At how many airports in the world can you land on a 777, drift all the way to the end of the runway, turn on a dime, and then taxi down the same runway to a space outside a tiny terminal; disembark via a steep set of stairs, not another plane in sight; and watch all the lights in the airport go out as you walk across the tarmac? Pitch black and more than a tad bit surreal. I was the first person through Passport Control, exhausted after my United flight to Chicago, and KLM flights to Amsterdam and then Kilimanjaro. Twenty-eight hours had elapsed since takeoff from Seattle. Waited patiently at the baggage carousel; the power went out one more time. Waited a little longer, watching as all the other passengers grabbed their duffels and backpacks. No neon yellow North Face duffel. No dark green canvas Wilderness Travel duffel either.
If bags were going to be lost, they were going to be Tom's. After all, he flew three different airlines and connected through Toronto, London, and Nairobi. He even had a 15-hour layover at Heathrow. But, unfortunately, my inept United agent in Seattle needs a refresher course in Baggage Tagging 101. When I later witnessed the way she had attached the tags to my two duffels, it was was no surprise that they weren't transferred correctly to KLM. Instead of attaching the tags in long strips with the barcode visible, she rolled them, covering up AMS, JRO, and most of the barcode.
I waited in line at the Lost Baggage desk at Kilimanjaro, only to be informed that KLM had "Bags: 0" registered on my record in their computer system. United had clearly dropped the ball. When I arrived at the Arusha Hotel late that night, I bought some Internet time, plugged an adapter into my laptop in my room, and tried repeatedly to log on. No networks available. At that point, I gave up, was reduced to tears, and figured I might as well try to get some sleep. After extensive investigative work over the next couple days and help from both Lindsay and Sandy back in the States, we determined that one bag was due in on Wednesday night from Nairobi and the other from Amsterdam on Thursday night, the night before we would leave for the trailhead. So much for the TSA's policy of passengers traveling on the same planes as their luggage.
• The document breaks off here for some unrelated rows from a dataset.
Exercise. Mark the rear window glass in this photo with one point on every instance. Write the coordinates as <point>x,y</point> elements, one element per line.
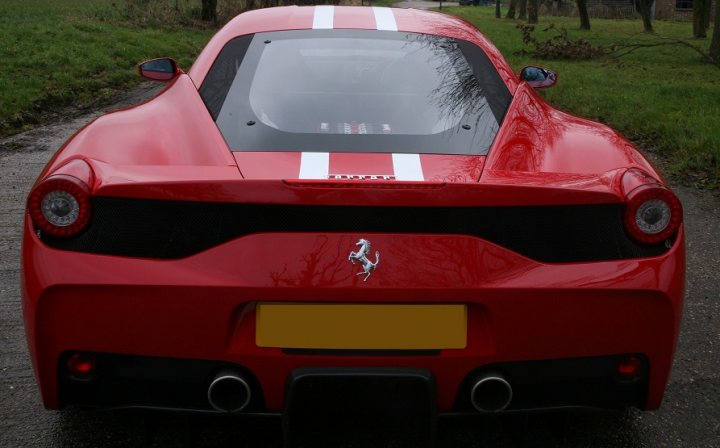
<point>355,91</point>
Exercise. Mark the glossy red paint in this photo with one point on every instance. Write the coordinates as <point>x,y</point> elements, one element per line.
<point>151,307</point>
<point>202,306</point>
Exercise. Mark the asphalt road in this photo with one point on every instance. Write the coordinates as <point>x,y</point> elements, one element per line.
<point>689,417</point>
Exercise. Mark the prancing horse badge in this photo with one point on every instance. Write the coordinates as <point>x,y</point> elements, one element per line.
<point>361,256</point>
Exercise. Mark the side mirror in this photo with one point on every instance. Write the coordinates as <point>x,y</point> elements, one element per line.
<point>160,69</point>
<point>538,77</point>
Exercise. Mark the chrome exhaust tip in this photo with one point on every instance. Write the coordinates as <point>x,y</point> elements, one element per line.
<point>491,393</point>
<point>228,392</point>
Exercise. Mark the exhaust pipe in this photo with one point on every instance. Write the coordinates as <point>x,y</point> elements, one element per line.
<point>228,392</point>
<point>491,393</point>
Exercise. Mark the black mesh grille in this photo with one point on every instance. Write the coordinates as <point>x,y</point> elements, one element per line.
<point>174,229</point>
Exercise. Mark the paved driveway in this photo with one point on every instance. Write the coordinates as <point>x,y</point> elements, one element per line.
<point>690,416</point>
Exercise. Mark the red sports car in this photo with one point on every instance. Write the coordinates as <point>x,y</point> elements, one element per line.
<point>350,206</point>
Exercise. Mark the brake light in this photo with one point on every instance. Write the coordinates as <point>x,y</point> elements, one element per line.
<point>60,205</point>
<point>652,212</point>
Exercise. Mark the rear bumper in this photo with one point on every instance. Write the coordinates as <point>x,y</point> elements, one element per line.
<point>202,309</point>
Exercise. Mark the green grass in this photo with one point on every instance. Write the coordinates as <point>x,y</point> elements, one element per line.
<point>664,97</point>
<point>82,52</point>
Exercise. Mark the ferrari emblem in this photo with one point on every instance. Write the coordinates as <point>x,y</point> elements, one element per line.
<point>361,256</point>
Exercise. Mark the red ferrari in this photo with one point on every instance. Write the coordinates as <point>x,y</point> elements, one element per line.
<point>351,206</point>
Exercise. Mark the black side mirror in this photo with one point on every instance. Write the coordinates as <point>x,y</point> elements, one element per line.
<point>538,77</point>
<point>160,69</point>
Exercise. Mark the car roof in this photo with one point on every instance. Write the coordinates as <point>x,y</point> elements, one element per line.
<point>348,17</point>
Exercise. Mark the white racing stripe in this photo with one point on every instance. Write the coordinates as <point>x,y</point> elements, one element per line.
<point>323,18</point>
<point>407,167</point>
<point>314,165</point>
<point>384,19</point>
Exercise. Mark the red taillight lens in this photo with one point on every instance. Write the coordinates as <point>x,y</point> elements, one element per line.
<point>81,366</point>
<point>653,213</point>
<point>629,368</point>
<point>60,205</point>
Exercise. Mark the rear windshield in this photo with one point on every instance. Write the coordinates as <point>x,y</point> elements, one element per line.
<point>355,91</point>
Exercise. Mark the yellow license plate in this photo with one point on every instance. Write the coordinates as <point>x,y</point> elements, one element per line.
<point>361,326</point>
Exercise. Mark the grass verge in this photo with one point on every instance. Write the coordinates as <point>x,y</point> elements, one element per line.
<point>82,52</point>
<point>663,97</point>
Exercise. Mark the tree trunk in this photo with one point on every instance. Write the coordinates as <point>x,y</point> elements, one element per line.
<point>584,17</point>
<point>522,6</point>
<point>209,11</point>
<point>643,7</point>
<point>699,18</point>
<point>708,13</point>
<point>511,9</point>
<point>715,43</point>
<point>532,11</point>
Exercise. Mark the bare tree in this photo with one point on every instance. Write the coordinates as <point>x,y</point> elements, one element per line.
<point>715,43</point>
<point>522,14</point>
<point>700,17</point>
<point>511,9</point>
<point>209,11</point>
<point>643,7</point>
<point>532,11</point>
<point>584,17</point>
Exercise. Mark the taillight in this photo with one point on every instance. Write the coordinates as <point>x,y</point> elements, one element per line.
<point>652,213</point>
<point>60,205</point>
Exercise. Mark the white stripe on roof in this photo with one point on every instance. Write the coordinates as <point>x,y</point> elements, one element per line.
<point>407,167</point>
<point>384,19</point>
<point>314,165</point>
<point>323,18</point>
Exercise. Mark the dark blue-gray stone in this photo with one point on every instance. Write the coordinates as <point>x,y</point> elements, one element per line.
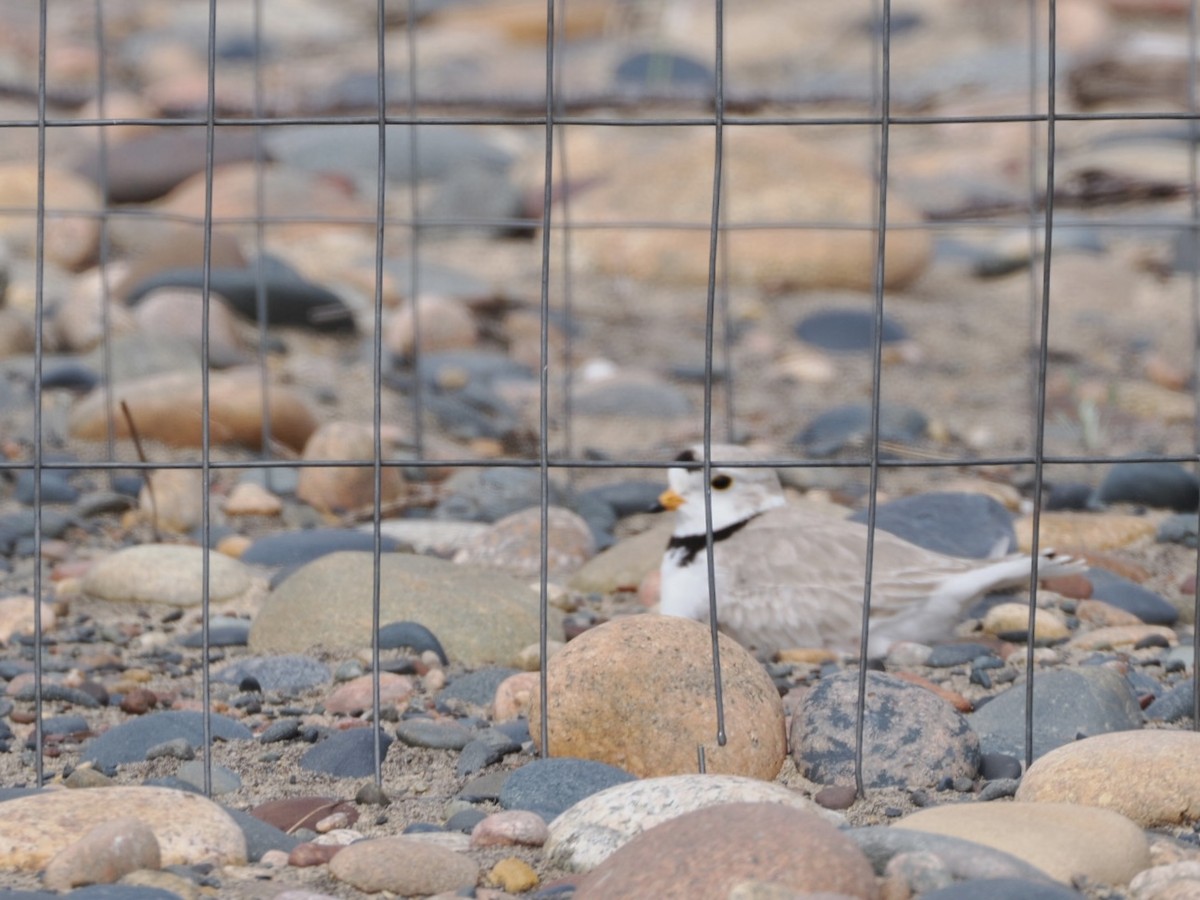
<point>412,635</point>
<point>850,426</point>
<point>289,673</point>
<point>475,688</point>
<point>298,547</point>
<point>1067,703</point>
<point>280,730</point>
<point>55,487</point>
<point>69,375</point>
<point>954,523</point>
<point>1173,706</point>
<point>1127,595</point>
<point>465,820</point>
<point>433,733</point>
<point>1000,766</point>
<point>490,745</point>
<point>130,741</point>
<point>1180,528</point>
<point>346,754</point>
<point>261,837</point>
<point>1067,496</point>
<point>1002,889</point>
<point>553,785</point>
<point>1162,485</point>
<point>223,631</point>
<point>629,397</point>
<point>21,523</point>
<point>963,858</point>
<point>846,330</point>
<point>471,366</point>
<point>492,493</point>
<point>911,738</point>
<point>289,299</point>
<point>661,69</point>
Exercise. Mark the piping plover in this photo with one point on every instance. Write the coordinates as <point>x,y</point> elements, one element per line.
<point>790,577</point>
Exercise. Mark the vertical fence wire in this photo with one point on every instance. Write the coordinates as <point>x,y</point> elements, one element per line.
<point>377,389</point>
<point>714,237</point>
<point>39,359</point>
<point>1039,423</point>
<point>882,88</point>
<point>210,131</point>
<point>1192,234</point>
<point>544,379</point>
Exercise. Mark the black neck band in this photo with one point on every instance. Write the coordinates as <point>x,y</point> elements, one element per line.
<point>693,544</point>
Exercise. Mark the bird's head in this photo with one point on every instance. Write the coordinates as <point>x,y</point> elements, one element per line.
<point>738,492</point>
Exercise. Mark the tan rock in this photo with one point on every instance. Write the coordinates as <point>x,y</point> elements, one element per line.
<point>106,853</point>
<point>1086,531</point>
<point>1147,775</point>
<point>514,544</point>
<point>703,855</point>
<point>772,175</point>
<point>1103,639</point>
<point>173,499</point>
<point>252,499</point>
<point>1014,618</point>
<point>190,828</point>
<point>480,616</point>
<point>339,489</point>
<point>514,826</point>
<point>637,693</point>
<point>1065,840</point>
<point>167,408</point>
<point>513,875</point>
<point>402,865</point>
<point>358,694</point>
<point>70,240</point>
<point>589,832</point>
<point>17,617</point>
<point>165,574</point>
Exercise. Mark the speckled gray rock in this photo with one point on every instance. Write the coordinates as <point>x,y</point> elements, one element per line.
<point>480,616</point>
<point>551,786</point>
<point>955,523</point>
<point>129,742</point>
<point>289,673</point>
<point>964,858</point>
<point>591,831</point>
<point>165,574</point>
<point>912,737</point>
<point>1067,703</point>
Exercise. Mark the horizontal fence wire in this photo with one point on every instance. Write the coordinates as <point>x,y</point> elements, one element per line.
<point>556,113</point>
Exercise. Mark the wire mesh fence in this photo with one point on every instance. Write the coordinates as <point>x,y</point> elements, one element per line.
<point>948,247</point>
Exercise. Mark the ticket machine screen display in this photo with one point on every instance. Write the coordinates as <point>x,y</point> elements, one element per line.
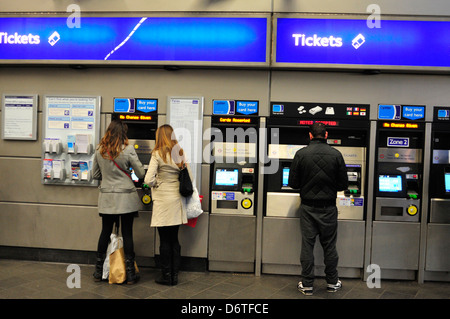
<point>390,183</point>
<point>285,176</point>
<point>227,177</point>
<point>447,182</point>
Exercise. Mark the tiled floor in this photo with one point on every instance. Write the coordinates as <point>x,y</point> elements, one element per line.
<point>41,280</point>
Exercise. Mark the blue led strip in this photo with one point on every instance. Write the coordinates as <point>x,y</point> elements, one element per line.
<point>352,42</point>
<point>203,39</point>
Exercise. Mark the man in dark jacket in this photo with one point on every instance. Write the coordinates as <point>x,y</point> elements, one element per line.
<point>319,172</point>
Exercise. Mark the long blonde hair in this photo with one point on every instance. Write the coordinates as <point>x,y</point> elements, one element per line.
<point>167,145</point>
<point>111,143</point>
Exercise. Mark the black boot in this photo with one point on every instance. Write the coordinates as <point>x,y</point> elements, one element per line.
<point>132,276</point>
<point>176,261</point>
<point>165,260</point>
<point>98,273</point>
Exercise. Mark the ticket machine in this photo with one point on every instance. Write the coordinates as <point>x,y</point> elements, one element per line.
<point>398,189</point>
<point>233,185</point>
<point>348,131</point>
<point>140,115</point>
<point>437,259</point>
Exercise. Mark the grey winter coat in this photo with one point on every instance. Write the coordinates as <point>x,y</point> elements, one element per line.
<point>118,194</point>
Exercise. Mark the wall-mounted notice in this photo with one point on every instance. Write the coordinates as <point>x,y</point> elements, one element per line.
<point>185,115</point>
<point>187,40</point>
<point>19,117</point>
<point>71,133</point>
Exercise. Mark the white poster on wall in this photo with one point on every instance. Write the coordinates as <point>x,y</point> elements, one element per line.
<point>19,117</point>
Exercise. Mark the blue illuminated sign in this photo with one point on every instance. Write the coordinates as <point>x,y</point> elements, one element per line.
<point>199,39</point>
<point>389,112</point>
<point>413,112</point>
<point>351,42</point>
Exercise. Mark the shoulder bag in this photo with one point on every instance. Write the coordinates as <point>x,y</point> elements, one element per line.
<point>119,166</point>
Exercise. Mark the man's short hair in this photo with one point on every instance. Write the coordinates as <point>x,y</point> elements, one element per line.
<point>318,130</point>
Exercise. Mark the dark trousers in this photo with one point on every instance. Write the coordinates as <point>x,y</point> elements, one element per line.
<point>169,249</point>
<point>320,222</point>
<point>126,226</point>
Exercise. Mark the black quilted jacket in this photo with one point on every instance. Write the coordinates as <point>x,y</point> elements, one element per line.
<point>318,171</point>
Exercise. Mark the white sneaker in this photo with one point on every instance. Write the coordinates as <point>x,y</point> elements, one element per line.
<point>335,287</point>
<point>304,290</point>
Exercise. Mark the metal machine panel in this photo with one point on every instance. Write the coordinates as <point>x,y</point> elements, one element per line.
<point>287,205</point>
<point>281,241</point>
<point>283,204</point>
<point>407,155</point>
<point>440,211</point>
<point>285,233</point>
<point>232,239</point>
<point>438,246</point>
<point>143,149</point>
<point>395,245</point>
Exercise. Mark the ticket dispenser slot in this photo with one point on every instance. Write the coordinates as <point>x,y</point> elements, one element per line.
<point>439,189</point>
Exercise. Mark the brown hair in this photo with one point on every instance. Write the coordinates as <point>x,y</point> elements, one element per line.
<point>167,144</point>
<point>111,143</point>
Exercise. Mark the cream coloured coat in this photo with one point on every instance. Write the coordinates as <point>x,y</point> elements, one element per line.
<point>163,179</point>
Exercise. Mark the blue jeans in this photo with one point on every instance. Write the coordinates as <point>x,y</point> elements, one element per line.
<point>322,222</point>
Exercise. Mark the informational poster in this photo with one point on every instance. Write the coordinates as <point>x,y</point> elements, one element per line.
<point>71,133</point>
<point>19,117</point>
<point>185,115</point>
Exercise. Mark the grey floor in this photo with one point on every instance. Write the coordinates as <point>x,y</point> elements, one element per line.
<point>42,280</point>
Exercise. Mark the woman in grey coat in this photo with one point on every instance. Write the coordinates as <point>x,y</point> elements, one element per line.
<point>118,197</point>
<point>168,212</point>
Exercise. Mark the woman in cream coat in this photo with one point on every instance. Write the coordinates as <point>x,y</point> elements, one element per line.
<point>168,211</point>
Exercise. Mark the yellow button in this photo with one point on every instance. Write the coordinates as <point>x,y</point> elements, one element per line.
<point>246,203</point>
<point>412,210</point>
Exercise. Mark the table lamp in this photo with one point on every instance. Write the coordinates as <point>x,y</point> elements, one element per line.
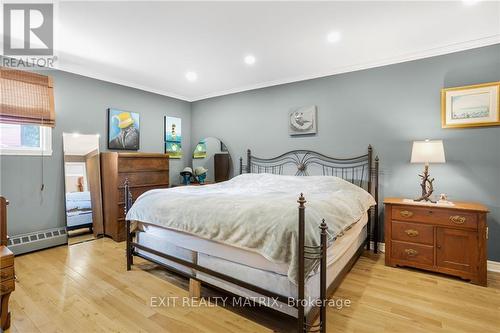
<point>428,151</point>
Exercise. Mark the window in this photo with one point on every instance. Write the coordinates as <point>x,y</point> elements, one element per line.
<point>20,139</point>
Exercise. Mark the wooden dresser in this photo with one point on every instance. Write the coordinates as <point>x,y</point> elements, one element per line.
<point>444,239</point>
<point>144,172</point>
<point>7,277</point>
<point>222,167</point>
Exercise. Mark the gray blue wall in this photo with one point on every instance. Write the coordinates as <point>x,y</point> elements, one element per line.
<point>387,107</point>
<point>81,105</point>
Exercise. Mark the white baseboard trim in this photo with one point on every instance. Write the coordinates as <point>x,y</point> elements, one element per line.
<point>381,246</point>
<point>493,266</point>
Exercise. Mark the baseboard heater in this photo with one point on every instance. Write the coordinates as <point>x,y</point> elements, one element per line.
<point>37,240</point>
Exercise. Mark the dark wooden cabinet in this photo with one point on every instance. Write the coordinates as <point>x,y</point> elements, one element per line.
<point>456,249</point>
<point>143,171</point>
<point>444,239</point>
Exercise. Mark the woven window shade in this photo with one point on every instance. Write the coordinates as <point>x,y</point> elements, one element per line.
<point>26,98</point>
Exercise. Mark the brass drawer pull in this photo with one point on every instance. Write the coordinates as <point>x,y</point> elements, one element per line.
<point>406,213</point>
<point>457,219</point>
<point>411,252</point>
<point>411,233</point>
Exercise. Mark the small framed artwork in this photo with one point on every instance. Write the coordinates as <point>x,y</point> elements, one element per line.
<point>201,149</point>
<point>471,106</point>
<point>123,129</point>
<point>302,121</point>
<point>173,137</point>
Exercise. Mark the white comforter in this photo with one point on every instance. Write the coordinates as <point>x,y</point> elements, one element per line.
<point>257,212</point>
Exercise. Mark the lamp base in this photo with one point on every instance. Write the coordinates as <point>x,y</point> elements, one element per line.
<point>426,185</point>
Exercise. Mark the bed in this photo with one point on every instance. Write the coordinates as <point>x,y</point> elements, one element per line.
<point>247,237</point>
<point>78,210</point>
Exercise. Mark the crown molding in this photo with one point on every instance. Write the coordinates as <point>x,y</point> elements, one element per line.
<point>447,49</point>
<point>433,52</point>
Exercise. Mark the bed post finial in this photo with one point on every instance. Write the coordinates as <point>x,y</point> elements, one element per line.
<point>301,278</point>
<point>375,231</point>
<point>370,190</point>
<point>301,200</point>
<point>128,204</point>
<point>322,278</point>
<point>249,162</point>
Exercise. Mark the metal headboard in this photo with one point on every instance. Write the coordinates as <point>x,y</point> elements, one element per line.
<point>361,170</point>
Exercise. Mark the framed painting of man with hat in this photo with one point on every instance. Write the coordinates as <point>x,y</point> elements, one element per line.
<point>123,129</point>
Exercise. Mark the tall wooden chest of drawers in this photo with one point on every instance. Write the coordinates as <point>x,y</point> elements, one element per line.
<point>444,239</point>
<point>144,172</point>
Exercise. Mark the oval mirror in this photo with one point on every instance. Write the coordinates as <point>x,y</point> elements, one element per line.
<point>212,155</point>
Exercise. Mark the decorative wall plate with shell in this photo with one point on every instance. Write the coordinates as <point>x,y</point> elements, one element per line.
<point>302,121</point>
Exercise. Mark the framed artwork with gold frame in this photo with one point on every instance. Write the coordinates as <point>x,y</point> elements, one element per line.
<point>471,106</point>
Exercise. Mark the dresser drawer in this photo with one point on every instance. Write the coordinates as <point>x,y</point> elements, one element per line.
<point>413,232</point>
<point>7,286</point>
<point>145,178</point>
<point>137,191</point>
<point>142,164</point>
<point>445,217</point>
<point>7,273</point>
<point>411,252</point>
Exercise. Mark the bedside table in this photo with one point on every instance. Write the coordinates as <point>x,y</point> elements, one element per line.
<point>438,238</point>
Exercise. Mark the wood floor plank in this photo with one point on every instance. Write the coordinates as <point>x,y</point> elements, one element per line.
<point>86,288</point>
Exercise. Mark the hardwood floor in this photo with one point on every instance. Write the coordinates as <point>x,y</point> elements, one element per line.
<point>85,288</point>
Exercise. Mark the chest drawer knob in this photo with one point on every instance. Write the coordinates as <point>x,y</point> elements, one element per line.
<point>457,219</point>
<point>411,232</point>
<point>406,213</point>
<point>411,252</point>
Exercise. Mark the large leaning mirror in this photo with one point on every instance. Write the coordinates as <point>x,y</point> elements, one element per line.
<point>82,179</point>
<point>212,155</point>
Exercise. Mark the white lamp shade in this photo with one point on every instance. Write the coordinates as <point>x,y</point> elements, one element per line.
<point>428,152</point>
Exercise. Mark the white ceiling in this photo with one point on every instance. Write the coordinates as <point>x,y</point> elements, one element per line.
<point>151,45</point>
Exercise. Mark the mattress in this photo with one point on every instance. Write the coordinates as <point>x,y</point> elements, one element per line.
<point>239,255</point>
<point>246,265</point>
<point>77,218</point>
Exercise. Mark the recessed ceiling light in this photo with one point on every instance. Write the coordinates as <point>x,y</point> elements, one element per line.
<point>333,37</point>
<point>249,59</point>
<point>191,76</point>
<point>470,2</point>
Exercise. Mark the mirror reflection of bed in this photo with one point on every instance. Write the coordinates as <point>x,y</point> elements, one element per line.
<point>82,181</point>
<point>213,155</point>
If only my bags could talk, they could explain where they sat for endless hours and recount how they were split up and routed through different cities. I had recurring visions of not being able to climb and how devastating that would be after all the training, organizing, and cost. It would be nearly impossible to gather up enough gear in Arusha. But, at long last, I had both bags safely ensconced in our room at the Arusha Hotel. Another member of our group dropped out of the climb when his bags were delayed. KLM couldn't promise that he'd have them until five days after his flight. The rest of us would already be partway up the mountain by then. I was lucky.
Notes to self: (1) In addition to checking the accuracy of the baggage claim checks, watch the actual tagging of the bags. If the tags are rolled into little cylinders, they can't possibly be scanned. (2) Try to reach a destination via the fewest airlines possible, and make sure they have daily flights to your destination.